Sen. Russ Ingalls, R-Essex, a cosponsor of the amendment and an organizer of Tuesday’s rally, argued that the entirety of his Northeast Kingdom district would fall into the tier and suggested that a majority of Vermonters currently live in Tier 3 areas.
“We should be able to live like the rest of Vermont does, and not be restricted,” Ingalls said.
Yet the bounds of Tier 3 have not yet been set, and the Land Use Review Board, which is creating its boundaries, has said the tier will only make up a small portion of land in Vermont. The board is also looking to limit what kinds of construction would trigger the need for an Act 250 permit in these zones.
“It may be that a single house, for instance, depending on where it is, doesn’t even matter. It won’t be counted,” said Sen. Seth Bongartz, D-Bennington, one of the architects of Act 181 when he served in the House.
The amendment to roll back Tier 3 ultimately failed in a party-line vote on Wednesday. A separate amendment to further delay its implementation failed on Thursday. Another Republican-backed amendment that was adopted eases state regulations for housing in rural areas that lack local zoning.
“We absolutely hear the concerns from different corners of the state of Vermont and we take those seriously.”
House Speaker Jill Krowinski, D-Burlington
Scott, Act 181’s longest-standing detractor, vetoed the legislation in 2024, arguing that it was a “conservation bill” that did little to boost housing growth in rural areas. The governor said at a Thursday press conference that he thinks the bill to delay its implementation is “moving in the right direction, but we need more.”

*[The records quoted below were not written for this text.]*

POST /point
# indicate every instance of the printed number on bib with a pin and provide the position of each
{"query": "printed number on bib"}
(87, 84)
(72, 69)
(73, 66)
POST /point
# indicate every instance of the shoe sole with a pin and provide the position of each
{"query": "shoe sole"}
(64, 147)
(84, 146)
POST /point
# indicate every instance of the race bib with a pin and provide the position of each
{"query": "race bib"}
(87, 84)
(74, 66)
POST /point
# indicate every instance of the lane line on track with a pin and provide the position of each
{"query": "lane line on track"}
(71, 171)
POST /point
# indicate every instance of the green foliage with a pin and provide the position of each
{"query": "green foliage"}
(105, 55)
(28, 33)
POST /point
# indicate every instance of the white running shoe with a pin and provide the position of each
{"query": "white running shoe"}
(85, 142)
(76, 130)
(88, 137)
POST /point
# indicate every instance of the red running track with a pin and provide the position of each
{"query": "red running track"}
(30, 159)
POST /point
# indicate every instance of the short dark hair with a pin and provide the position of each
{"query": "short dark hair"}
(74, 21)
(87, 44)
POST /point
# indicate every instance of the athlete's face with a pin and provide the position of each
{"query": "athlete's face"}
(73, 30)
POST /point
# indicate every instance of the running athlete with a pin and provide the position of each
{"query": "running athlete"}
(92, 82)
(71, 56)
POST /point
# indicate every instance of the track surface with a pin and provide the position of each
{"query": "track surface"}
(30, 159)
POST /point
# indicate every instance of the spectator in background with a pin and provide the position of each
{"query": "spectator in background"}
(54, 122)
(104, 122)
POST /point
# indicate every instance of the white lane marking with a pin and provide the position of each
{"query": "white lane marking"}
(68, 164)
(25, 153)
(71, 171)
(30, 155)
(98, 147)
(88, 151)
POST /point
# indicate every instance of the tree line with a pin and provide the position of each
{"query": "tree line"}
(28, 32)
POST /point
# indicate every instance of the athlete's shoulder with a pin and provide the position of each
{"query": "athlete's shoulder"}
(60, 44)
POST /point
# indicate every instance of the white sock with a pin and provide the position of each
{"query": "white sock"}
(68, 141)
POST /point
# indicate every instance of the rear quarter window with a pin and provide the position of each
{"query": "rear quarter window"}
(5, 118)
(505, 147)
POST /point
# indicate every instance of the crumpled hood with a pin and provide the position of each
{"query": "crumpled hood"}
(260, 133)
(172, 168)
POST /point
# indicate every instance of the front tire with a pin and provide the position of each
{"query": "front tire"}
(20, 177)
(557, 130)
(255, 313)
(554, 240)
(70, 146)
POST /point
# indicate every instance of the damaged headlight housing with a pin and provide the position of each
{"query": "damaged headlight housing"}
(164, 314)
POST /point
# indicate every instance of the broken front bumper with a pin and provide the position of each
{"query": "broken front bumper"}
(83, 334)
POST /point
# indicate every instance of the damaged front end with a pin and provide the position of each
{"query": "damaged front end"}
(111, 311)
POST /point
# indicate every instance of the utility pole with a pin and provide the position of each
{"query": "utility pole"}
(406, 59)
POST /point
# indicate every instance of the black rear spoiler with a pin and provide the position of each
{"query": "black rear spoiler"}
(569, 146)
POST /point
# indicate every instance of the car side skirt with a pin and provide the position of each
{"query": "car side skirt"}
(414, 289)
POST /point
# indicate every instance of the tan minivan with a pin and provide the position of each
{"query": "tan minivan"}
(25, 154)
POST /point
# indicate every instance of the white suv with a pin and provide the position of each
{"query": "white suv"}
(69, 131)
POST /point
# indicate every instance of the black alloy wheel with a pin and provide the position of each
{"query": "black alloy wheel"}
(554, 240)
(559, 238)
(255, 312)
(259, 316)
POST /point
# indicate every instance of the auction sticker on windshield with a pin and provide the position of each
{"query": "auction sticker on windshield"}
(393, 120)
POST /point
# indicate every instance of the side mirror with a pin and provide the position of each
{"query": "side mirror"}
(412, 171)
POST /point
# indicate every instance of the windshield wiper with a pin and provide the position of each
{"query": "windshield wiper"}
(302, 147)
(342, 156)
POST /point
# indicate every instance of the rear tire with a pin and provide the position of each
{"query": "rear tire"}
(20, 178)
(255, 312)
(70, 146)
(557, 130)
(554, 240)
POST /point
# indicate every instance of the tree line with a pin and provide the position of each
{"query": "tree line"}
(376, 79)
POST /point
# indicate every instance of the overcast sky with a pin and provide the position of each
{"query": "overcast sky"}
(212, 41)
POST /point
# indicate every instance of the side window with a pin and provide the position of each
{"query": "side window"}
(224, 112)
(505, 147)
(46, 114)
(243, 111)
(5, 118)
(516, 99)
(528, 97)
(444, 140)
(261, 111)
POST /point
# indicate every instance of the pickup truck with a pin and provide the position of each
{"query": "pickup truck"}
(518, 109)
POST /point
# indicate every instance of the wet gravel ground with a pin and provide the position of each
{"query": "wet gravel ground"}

Scott was pleased to see protesters this week heeding his message.
“I’ve said this before: this hurts rural Vermont. And now they’re just waking up to the fact that, yes, indeed, it will,” Scott said.
The bill now heads to the House. House Speaker Jill Krowinski, D-Burlington, said she sees the need to delay Act 181 — and that she hears the upswell of pushback against the law from beyond the Statehouse.
“We absolutely hear the concerns from different corners of the state of Vermont and we take those seriously,” Krowinski said.
Brian Stevenson
/
Vermont Public
S.325 will land in the House environment committee, helmed by Rep. Amy Sheldon, D-Middlebury, one of Act 181’s initial drafters. Sheldon understands the rationale to postpone pieces of its implementation, she said in a Wednesday interview. But she is not open to rolling back elements of the 2024 law.
Sheldon believes that some of the arguments raised by opponents of the law are overstated and misguided. She still stands by the core aims of the law, she said, gesturing toward Vermont’s state motto.
“We’re balancing freedom and unity, right? That’s what we do,” Sheldon said.